Havia consenso sobre a necessidade de ampliação dos investimentos e da taxa de poupança interna. Impulsionar o mercado de capitais parecia o caminho mais acertado, mas antes era preciso resgatar sua credibilidade. Em 1971, a Bolsa de Valores do Rio havia passado por uma grave crise especulativa, que fez muitas famílias perderem suas economias. A lei societária de 1940, por sua vez, estava completamente defasada e tinham fracassado as tentativas anteriores de incentivo ao mercado de capitais. Não tiveram os efeitos esperados nem a Lei 4.728 (Lei do Mercado de Capitais, de 1965) nem a estratégia do governo federal de apelar para incentivos fiscais — que teve início em 1964 por meio de uma série de leis específicas e culminou com o Decreto-Lei 157, três anos depois.

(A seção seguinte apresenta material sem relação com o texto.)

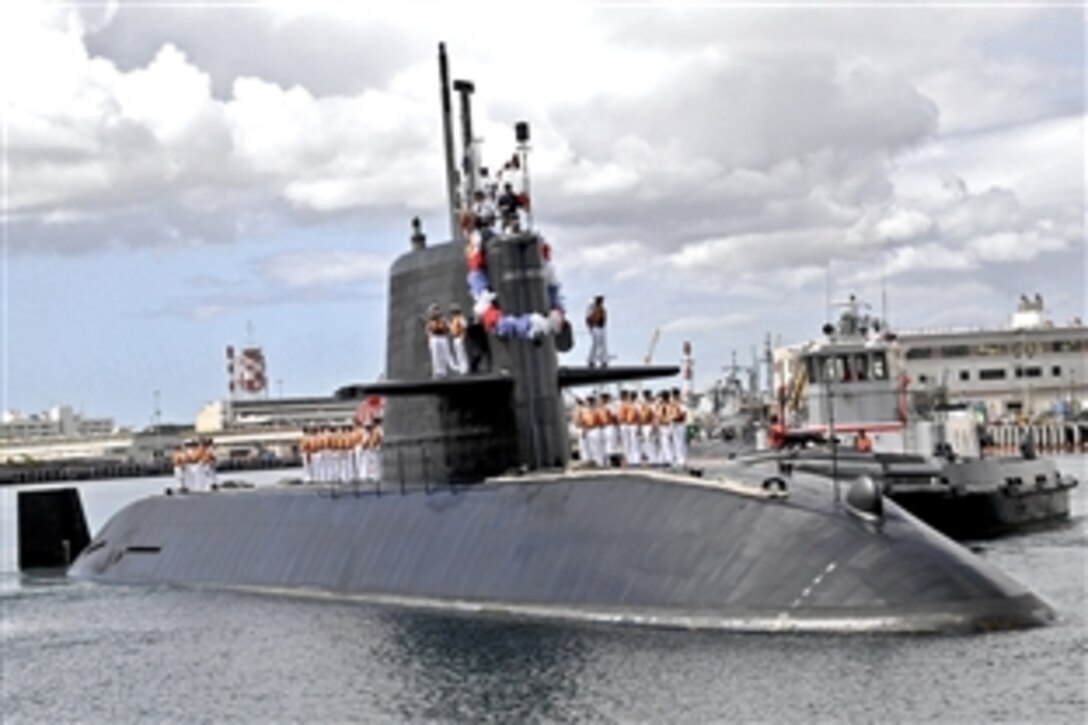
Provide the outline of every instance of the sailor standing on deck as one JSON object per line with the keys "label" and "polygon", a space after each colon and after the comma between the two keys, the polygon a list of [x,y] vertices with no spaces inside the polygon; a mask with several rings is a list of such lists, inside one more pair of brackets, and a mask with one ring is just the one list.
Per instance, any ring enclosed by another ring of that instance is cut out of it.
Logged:
{"label": "sailor standing on deck", "polygon": [[619,431],[623,442],[623,458],[628,466],[642,465],[639,450],[639,403],[635,392],[621,391],[619,404]]}
{"label": "sailor standing on deck", "polygon": [[188,462],[185,459],[185,448],[177,446],[174,448],[174,478],[177,479],[177,488],[183,493],[188,491],[188,484],[185,481],[185,467]]}
{"label": "sailor standing on deck", "polygon": [[590,395],[585,398],[585,414],[582,416],[582,428],[585,430],[585,446],[590,454],[586,459],[592,460],[597,466],[604,466],[604,427],[595,395]]}
{"label": "sailor standing on deck", "polygon": [[442,308],[432,304],[426,308],[426,344],[431,348],[431,374],[445,378],[453,369],[449,359],[449,325],[442,319]]}
{"label": "sailor standing on deck", "polygon": [[302,457],[302,482],[313,482],[313,433],[309,426],[302,427],[302,440],[298,442],[298,453]]}
{"label": "sailor standing on deck", "polygon": [[196,440],[185,441],[185,478],[186,488],[190,491],[200,490],[200,447]]}
{"label": "sailor standing on deck", "polygon": [[680,389],[672,389],[672,464],[678,468],[688,466],[688,409],[683,405]]}
{"label": "sailor standing on deck", "polygon": [[605,429],[605,465],[611,466],[619,463],[623,446],[619,435],[619,414],[608,393],[601,394],[601,410]]}
{"label": "sailor standing on deck", "polygon": [[573,428],[574,447],[578,451],[578,459],[582,463],[590,459],[590,452],[585,444],[585,427],[582,425],[584,415],[585,402],[580,397],[576,397],[574,407],[570,411],[570,425]]}
{"label": "sailor standing on deck", "polygon": [[381,416],[374,417],[374,427],[370,431],[370,480],[382,480],[382,443],[385,441],[385,431],[382,429]]}
{"label": "sailor standing on deck", "polygon": [[353,481],[363,481],[366,480],[366,471],[363,466],[363,446],[367,442],[367,434],[362,430],[362,423],[356,421],[355,428],[351,430],[351,480]]}
{"label": "sailor standing on deck", "polygon": [[647,466],[657,465],[657,441],[654,439],[654,394],[642,391],[642,402],[639,403],[639,440],[642,443],[642,457]]}
{"label": "sailor standing on deck", "polygon": [[453,369],[460,374],[465,374],[469,371],[469,356],[465,351],[465,331],[468,328],[468,322],[465,320],[465,314],[461,312],[460,305],[454,304],[449,306],[449,344],[450,344],[450,364]]}
{"label": "sailor standing on deck", "polygon": [[605,310],[604,295],[597,295],[590,303],[585,310],[585,327],[590,329],[590,359],[586,365],[591,368],[608,367],[608,346],[605,341],[605,324],[608,322],[608,312]]}
{"label": "sailor standing on deck", "polygon": [[669,421],[669,392],[663,390],[657,395],[657,403],[654,404],[654,428],[657,430],[657,463],[662,466],[671,466],[675,460],[672,455],[672,423]]}

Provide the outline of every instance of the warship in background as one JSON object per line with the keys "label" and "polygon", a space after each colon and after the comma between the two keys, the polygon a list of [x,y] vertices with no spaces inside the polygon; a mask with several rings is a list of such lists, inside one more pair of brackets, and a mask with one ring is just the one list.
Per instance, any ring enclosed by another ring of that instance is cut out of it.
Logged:
{"label": "warship in background", "polygon": [[[440,67],[452,167],[441,46]],[[455,87],[471,143],[471,84]],[[472,300],[462,243],[420,236],[391,270],[387,380],[359,386],[386,398],[379,486],[151,496],[113,516],[70,575],[762,631],[974,631],[1053,618],[865,478],[840,487],[777,462],[716,462],[702,475],[569,469],[564,389],[677,369],[561,367],[561,334],[477,329],[472,371],[432,378],[428,306]],[[532,231],[487,244],[504,314],[548,310],[542,247]]]}
{"label": "warship in background", "polygon": [[[932,390],[912,390],[897,336],[861,307],[851,297],[823,339],[795,348],[780,396],[790,423],[780,457],[829,477],[873,477],[897,503],[957,539],[1066,520],[1076,479],[1038,457],[1030,438],[1019,455],[984,455],[975,413]],[[866,445],[857,445],[862,435]]]}

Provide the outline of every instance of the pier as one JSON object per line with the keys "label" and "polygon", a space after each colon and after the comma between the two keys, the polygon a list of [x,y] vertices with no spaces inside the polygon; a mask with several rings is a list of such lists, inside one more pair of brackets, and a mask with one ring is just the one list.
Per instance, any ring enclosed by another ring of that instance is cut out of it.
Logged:
{"label": "pier", "polygon": [[1025,441],[1030,440],[1039,453],[1088,452],[1088,421],[1066,421],[1017,426],[996,423],[986,426],[982,448],[987,453],[1019,453]]}

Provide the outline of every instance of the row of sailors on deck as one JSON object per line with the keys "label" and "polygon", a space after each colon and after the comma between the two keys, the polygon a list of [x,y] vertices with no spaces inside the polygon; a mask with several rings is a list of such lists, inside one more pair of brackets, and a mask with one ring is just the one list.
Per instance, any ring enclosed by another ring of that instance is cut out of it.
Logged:
{"label": "row of sailors on deck", "polygon": [[494,181],[486,168],[480,169],[480,188],[472,194],[469,211],[471,228],[480,230],[484,236],[494,233],[496,222],[504,234],[521,231],[521,214],[529,211],[529,196],[524,193],[524,177],[517,155],[504,164]]}
{"label": "row of sailors on deck", "polygon": [[382,478],[381,418],[362,426],[305,428],[299,451],[307,483],[349,483]]}
{"label": "row of sailors on deck", "polygon": [[449,316],[442,314],[436,304],[426,310],[426,344],[431,351],[431,373],[435,378],[465,374],[469,358],[465,351],[465,331],[468,321],[459,305],[449,306]]}
{"label": "row of sailors on deck", "polygon": [[688,410],[680,390],[656,396],[622,391],[614,403],[608,393],[578,400],[571,422],[579,457],[598,467],[688,465]]}
{"label": "row of sailors on deck", "polygon": [[174,478],[180,491],[208,491],[215,486],[215,452],[210,438],[185,441],[174,448]]}

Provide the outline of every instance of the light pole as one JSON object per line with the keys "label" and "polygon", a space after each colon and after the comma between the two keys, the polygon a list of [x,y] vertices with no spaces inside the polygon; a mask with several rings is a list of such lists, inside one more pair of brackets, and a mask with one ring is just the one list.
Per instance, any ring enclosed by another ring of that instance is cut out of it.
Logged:
{"label": "light pole", "polygon": [[158,460],[162,457],[162,441],[160,440],[159,433],[162,429],[162,397],[161,392],[157,388],[152,394],[152,401],[154,405],[154,414],[152,417],[154,438],[151,439],[151,458]]}

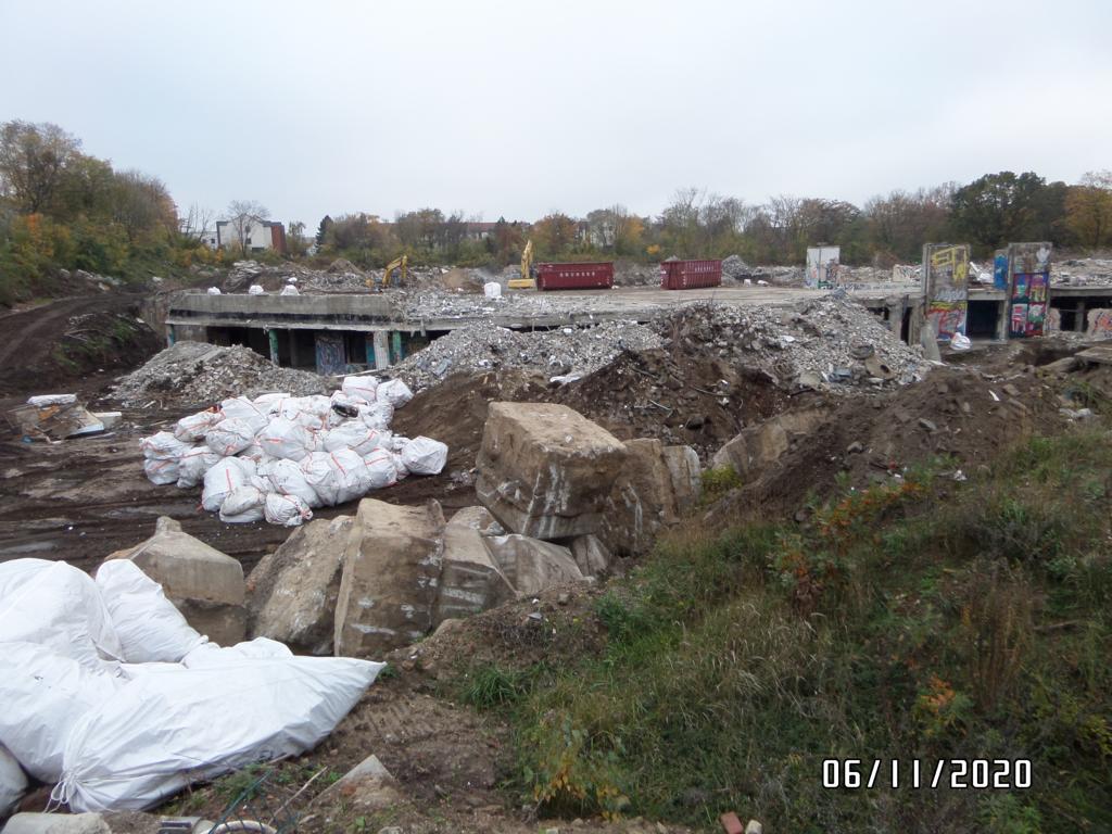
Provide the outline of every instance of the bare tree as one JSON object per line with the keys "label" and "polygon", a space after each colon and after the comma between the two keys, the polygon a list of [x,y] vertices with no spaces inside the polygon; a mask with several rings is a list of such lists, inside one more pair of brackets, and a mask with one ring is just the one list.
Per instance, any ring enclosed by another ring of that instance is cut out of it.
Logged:
{"label": "bare tree", "polygon": [[228,203],[228,224],[236,236],[241,255],[247,255],[251,227],[270,217],[270,211],[256,200],[232,200]]}

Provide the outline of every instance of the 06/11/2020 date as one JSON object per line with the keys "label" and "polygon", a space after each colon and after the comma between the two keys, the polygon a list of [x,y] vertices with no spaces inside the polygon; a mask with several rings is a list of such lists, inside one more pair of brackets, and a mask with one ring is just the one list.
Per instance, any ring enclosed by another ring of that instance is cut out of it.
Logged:
{"label": "06/11/2020 date", "polygon": [[825,758],[823,787],[1022,791],[1030,758]]}

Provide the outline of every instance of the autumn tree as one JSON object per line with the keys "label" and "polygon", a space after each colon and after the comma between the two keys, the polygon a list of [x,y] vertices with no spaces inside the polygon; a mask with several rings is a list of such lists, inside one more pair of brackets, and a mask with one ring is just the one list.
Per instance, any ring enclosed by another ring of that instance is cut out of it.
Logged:
{"label": "autumn tree", "polygon": [[1090,171],[1070,189],[1065,222],[1083,247],[1112,244],[1112,171]]}

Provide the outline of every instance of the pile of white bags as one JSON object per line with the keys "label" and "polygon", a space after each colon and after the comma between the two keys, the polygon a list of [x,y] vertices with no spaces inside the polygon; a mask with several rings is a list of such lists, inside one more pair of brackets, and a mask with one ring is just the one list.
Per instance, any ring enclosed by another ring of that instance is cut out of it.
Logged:
{"label": "pile of white bags", "polygon": [[24,773],[71,811],[140,810],[191,782],[311,749],[383,664],[220,648],[127,559],[0,564],[0,818]]}
{"label": "pile of white bags", "polygon": [[143,471],[158,485],[203,484],[201,506],[224,522],[294,527],[314,508],[444,469],[446,445],[389,430],[413,396],[400,379],[351,376],[331,397],[231,397],[143,438]]}

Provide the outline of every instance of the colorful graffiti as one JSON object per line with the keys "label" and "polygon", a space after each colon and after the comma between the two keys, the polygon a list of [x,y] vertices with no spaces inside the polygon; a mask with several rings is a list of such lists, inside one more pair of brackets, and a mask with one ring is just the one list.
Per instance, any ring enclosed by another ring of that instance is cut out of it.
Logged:
{"label": "colorful graffiti", "polygon": [[804,282],[812,289],[832,289],[837,286],[842,248],[812,246],[807,248],[807,271]]}
{"label": "colorful graffiti", "polygon": [[939,341],[965,334],[969,306],[970,248],[965,244],[927,244],[923,247],[923,291],[926,320]]}
{"label": "colorful graffiti", "polygon": [[1050,255],[1050,244],[1012,244],[1007,247],[1007,334],[1013,339],[1046,332]]}

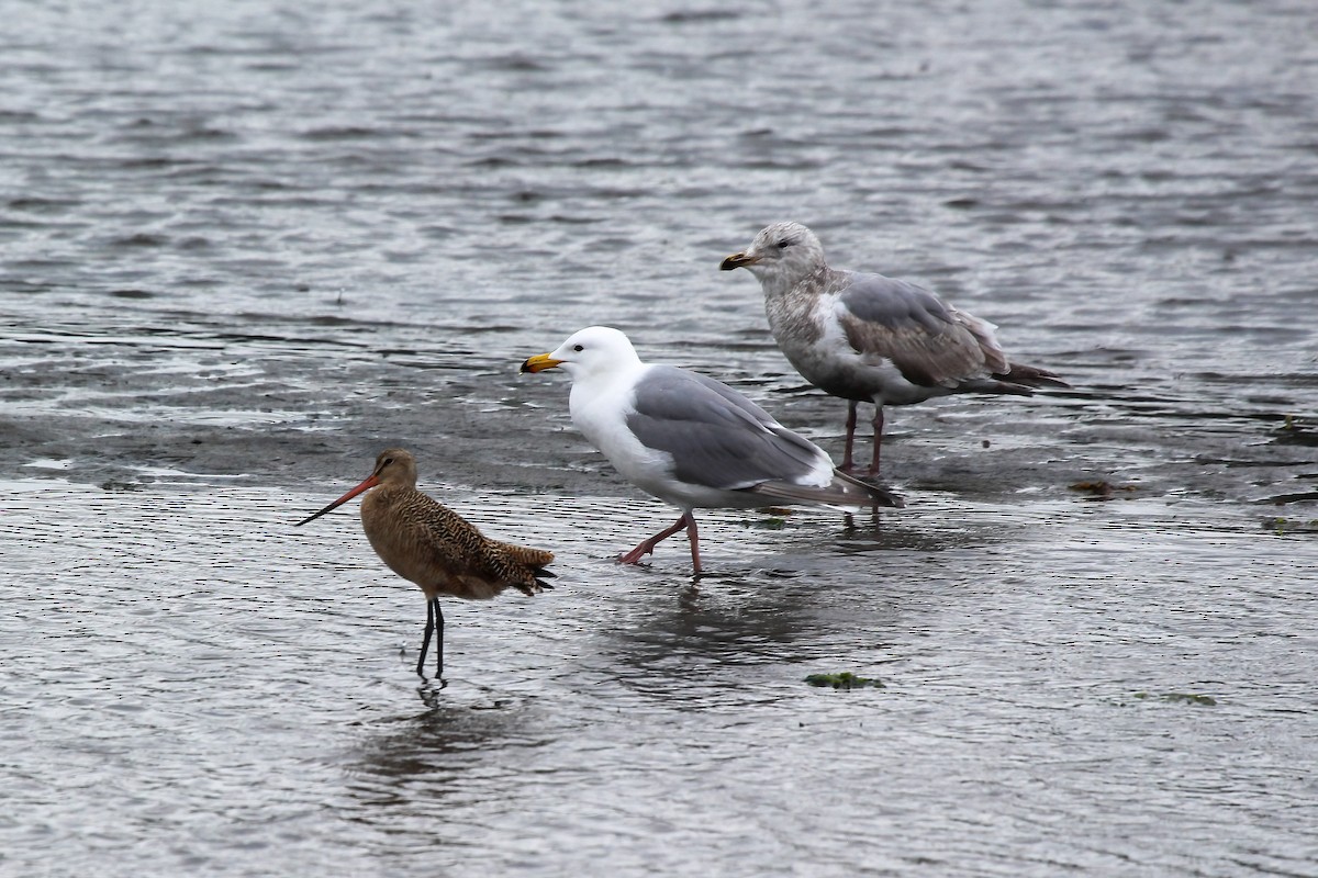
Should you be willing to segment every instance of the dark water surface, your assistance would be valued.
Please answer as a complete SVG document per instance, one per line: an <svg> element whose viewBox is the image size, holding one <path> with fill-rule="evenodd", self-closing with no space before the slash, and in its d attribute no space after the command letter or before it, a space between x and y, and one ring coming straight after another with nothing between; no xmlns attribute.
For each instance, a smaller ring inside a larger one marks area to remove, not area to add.
<svg viewBox="0 0 1318 878"><path fill-rule="evenodd" d="M0 16L0 874L1318 874L1311 3ZM717 271L780 219L1075 390L621 569L672 512L517 365L608 323L840 455ZM386 444L559 554L444 690L290 527Z"/></svg>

Nesse contexto começou a nascer a ideia de uma nova lei para as sociedades por ações. O diploma precisaria estruturar a grande empresa nacional, oferecer os instrumentos jurídicos para seu desenvolvimento e, ao mesmo tempo, assegurar um arcabouço de proteção aos acionistas minoritários de companhias abertas. Entusiasta de primeira hora do mercado de capitais, o ministro da Fazenda Mário Henrique Simonsen (1974-1979) foi quem convenceu Geisel, logo em seu primeiro ano no comando da pasta, da necessidade de uma nova lei para as S.As. Com o aval do presidente, Simonsen convidou os renomados juristas Alfredo Lamy Filho e José Luiz Bulhões Pedreira para liderar os trabalhos.

Exímios conhecedores do direito comparado, Lamy e Bulhões analisaram o que havia de mais moderno nas legislações americana e europeia. A elaboração do anteprojeto de lei demorou quase dois anos, e incluiu versões novas formuladas com base em críticas e sugestões feitas por advogados renomados da época.

Nos bastidores do Congresso, a negociação para aprovação do projeto foi intensa entre o partido do governo, a Arena, e a oposição, representada pelo MDB. O advogado e deputado Tancredo Neves, do MDB de Minas Gerais, tornou-se o relator do projeto na Câmara. Mas foi no Senado que a redação da lei ganhou a sua emenda mais polêmica, apresentada pelo senador Otto Cyrillo Lehmann, da Arena. Ela instituiu como obrigatória a oferta pública para aquisição de ações na hipótese de alienação de controle da companhia aberta, hoje mais conhecida pelo termo em inglês tag along. A emenda resultou no artigo 254 da Lei 6.404/76, que acabou sancionado sem vetos pelo presidente Geisel, apesar dos protestos dos autores à instituição do dispositivo. A discussão precoce e acalorada sobre o ainda hoje polêmico tag along — que não era assim chamado na época — parecia antever questões que seriam relevantes quando, enfim, deslanchasse o mercado de ações brasileiro.